Message accompagnant les Tyllidohl
Kamia'ata Sages et ÉveilléS

Je suis Misunoko, une guérisseuse qui, parmi d’autres, a formalisé le soin par la parole. Cette méthode a obtenu un certain succès auprès des initiés. J’ai par exemple accompagné beaucoup d’homins qui souffraient, des années après, de ce qu’ils avaient vécu durant le Second Essaim ; souffrance qui se manifestait par du repli sur soi, de la colère, de la violence envers soi et les autres, etc. Après un certain temps, la plupart d’entre eux ont pu trouver l’apaisement et la sérénité au sein de la société. J’ai aussi tenté d’accompagner des membres plus en marge de notre société, avec un résultat plutôt mitigé, dû entre autres, je crois, à un environnement défavorable... mais ce n’est pas le sujet de ma lettre. Depuis un certain temps, je travaille en collaboration avec les gardes de la cité, à la fois pour les soulager des horreurs auxquelles ils sont régulièrement confrontés, mais aussi parce que ce sont souvent eux qui m’adressent les patients qui ont le plus besoin de mes soins.

C’est ainsi que j’ai pu suivre certains prisonniers de la Théocratie. Tous ne sont pas réceptifs au travail que je propose et je tiens à préciser qu’ils ont toujours le choix d’accepter ou non mes soins. Pour certains, l’esprit est si abîmé qu’il me semble difficile de parler de choix... C’est le cas pour la plupart des antekamis qui ont été enfermé à Min-cho depuis de longs mois.

J’ai été informé que vous alliez aborder le sujet des prisonniers lors de la prochaine assemblée. Je ne pourrais malheureusement pas être présente, mais je tiens à vous faire parvenir ces quelques documents qui, peut-être, alimenteront votre réflexion. Cependant, si je porte cette lettre à votre attention, ce n’est pas pour décider du sort de ce Goroki et de ses compères, mais pour vous demander de l’aide.
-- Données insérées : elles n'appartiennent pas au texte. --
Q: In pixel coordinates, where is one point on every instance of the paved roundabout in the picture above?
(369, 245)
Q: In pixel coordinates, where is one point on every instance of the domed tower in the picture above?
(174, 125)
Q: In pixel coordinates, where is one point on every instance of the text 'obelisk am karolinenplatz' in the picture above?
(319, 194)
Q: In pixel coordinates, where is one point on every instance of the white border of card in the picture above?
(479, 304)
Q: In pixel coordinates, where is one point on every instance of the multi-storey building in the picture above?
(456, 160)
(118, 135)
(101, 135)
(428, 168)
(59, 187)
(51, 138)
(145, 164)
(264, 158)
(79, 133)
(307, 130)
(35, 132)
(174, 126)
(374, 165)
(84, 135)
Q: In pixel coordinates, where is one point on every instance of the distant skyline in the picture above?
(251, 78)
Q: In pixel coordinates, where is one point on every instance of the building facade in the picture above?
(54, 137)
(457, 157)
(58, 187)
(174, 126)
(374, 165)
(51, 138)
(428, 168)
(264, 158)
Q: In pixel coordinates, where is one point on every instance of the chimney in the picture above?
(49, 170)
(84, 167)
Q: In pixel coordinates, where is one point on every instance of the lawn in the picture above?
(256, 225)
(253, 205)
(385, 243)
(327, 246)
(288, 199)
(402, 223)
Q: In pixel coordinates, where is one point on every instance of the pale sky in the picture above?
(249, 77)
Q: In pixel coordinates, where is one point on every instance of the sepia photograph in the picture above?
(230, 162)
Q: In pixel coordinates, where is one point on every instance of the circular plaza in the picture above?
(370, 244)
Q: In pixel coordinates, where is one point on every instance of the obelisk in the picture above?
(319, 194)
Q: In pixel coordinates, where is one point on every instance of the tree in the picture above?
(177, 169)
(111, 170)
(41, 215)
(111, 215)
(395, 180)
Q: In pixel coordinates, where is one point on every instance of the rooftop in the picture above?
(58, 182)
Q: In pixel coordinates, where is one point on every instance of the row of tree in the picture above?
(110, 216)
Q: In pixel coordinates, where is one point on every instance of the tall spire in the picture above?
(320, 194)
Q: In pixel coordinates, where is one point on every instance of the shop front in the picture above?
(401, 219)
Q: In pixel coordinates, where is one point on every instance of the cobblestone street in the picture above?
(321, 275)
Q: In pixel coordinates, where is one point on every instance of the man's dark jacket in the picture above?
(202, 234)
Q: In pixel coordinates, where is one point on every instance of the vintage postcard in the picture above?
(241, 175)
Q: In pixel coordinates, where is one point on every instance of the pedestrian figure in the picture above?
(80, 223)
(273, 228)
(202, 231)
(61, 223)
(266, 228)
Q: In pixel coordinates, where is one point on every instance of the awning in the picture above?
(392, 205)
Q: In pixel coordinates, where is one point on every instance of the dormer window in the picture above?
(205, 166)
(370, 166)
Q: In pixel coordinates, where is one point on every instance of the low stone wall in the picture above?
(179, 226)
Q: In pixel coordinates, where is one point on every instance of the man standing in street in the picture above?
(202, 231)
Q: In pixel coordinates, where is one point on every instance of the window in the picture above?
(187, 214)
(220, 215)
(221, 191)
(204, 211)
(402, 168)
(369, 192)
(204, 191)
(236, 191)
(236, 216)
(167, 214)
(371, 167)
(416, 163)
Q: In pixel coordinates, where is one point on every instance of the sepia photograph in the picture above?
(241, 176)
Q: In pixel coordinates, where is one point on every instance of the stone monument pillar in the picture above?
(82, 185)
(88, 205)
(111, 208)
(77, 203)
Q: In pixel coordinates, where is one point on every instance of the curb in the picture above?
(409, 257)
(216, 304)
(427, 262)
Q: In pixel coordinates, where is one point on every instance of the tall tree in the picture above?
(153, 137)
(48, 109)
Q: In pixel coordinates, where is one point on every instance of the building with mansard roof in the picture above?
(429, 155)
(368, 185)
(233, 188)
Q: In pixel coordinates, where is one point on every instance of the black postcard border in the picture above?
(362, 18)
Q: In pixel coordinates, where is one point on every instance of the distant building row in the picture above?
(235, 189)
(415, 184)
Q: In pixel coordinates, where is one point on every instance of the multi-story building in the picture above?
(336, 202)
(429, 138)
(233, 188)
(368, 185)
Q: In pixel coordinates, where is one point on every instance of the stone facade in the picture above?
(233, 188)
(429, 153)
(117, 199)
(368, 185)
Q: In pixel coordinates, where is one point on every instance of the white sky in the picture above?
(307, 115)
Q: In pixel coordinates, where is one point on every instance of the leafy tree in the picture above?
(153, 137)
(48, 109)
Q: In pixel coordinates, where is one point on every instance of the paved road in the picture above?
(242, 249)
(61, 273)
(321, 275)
Aider les citoyens en détresse est un travail dur, mais largement récompensé par la joie de voir les gens revenir à la vie. Cependant, dans le cas des criminels endurcis, ce travail est souvent ingrat et déstabilisant. Je ne sais plus si ce que je fais est juste ou non. J’ai commencé avec les meilleures intentions du monde, mais les Kamis nous enseignent que nos actes ne sont pas toujours à la hauteur de nos intentions. Je vous laisse juger, d’après ces enregistrements en particulier.

Goroki est un personnage étrange. Dans les premiers temps de son emprisonnement, il a fallu, comme les autres, le sevrer de son addiction à diverses drogues, ce qui expliquait un discours assez délirant que je vous épargne. Puis, un beau jour, il a semblé se réveiller (je n’ai pas d’autre mot) et s’est alors mis à me tenir des discours construits, démontrant une certaine érudition, tout en restant dans une vision du monde très biaisée par sa vie chez les antekamis.

Jusqu’à il y a quelques semaines, je vous l’aurais décrit comme une personne froide, logique dans sa folie, glaciale même par son absence d’empathie. C’est sans doute l’un des patients les plus difficiles que j’ai eu à soigner.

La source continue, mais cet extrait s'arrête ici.